As defenses began to sag off of Abdur-Rahkman, teasing him to shoot threes and harassing him if he tried to drive inside, his offense suffered. In Michigan's final seven regular-season games, he averaged 5.3 points and scored in double digits only once against, you guessed it, Michigan State in Ann Arbor. Though his scoring waned as he fired more threes, the biggest issue was his turnovers -- he had 17 in this stretch after posting only nine in his previous 20 games. He had trouble maintaining his dribble when he forced his way into the paint because defenses waited for him there and smothered him. He didn't have the jumper to pressure defenses to extend out on him, so he needed to learn to pick his spots of when to attack the rim better. Or just learn to shoot better.

Abdur-Rahkman didn't have time to improve his jumper in the days before the Big Ten Tournament, but he did show better restraint on offense. And it paid off. He scored 23 points on 10-of-19 shooting and recorded only two turnovers against Illinois and Wisconsin in Chicago. Rather than force his own forays into the paint, he played within the flow of the offense and drove when he had open lanes to the rim. It was a sign that Abdur-Rahkman had adapted to how Big Ten opponents were defending him.

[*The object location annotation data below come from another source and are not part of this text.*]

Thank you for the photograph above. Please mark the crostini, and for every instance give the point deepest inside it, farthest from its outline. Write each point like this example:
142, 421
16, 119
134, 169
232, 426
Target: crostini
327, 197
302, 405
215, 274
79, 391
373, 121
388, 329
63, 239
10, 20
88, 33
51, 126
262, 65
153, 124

But Abdur-Rahkman needs to improve his jumper this summer if he wants to continue to play more than expected at Michigan. Next season, if LeVert returns, he'll lock down the minutes at the two, while Beilein will have a plethora of wings to fill in at the three and four. Beilein's offense is predicated on spacing, and, if Abdur-Rahkman can't make defenses pay for leaving him open on the perimeter, defenses will continue to sag off of him, and spacing will be tight for Michigan's offense. He needs to give Beilein a reason to play him, or he'll be squeezed out of the regular rotation. Hitting perimeter shots -- or becoming a lockdown defender like he was against D'Angelo Russell -- will do the trick.

Nonetheless, this evaluation is supposed to focus on the 2014-15 season, not the 2015-16 season. And the 2014-15 season was not one that Abdur-Rahkman was supposed to play many minutes in, let alone start 13 games. Yet he was thrown into the fire as a freshman when Michigan had no other options and proved he could hold his own in the Big Ten.

Rooney may have known this would be the case, but we didn't until now.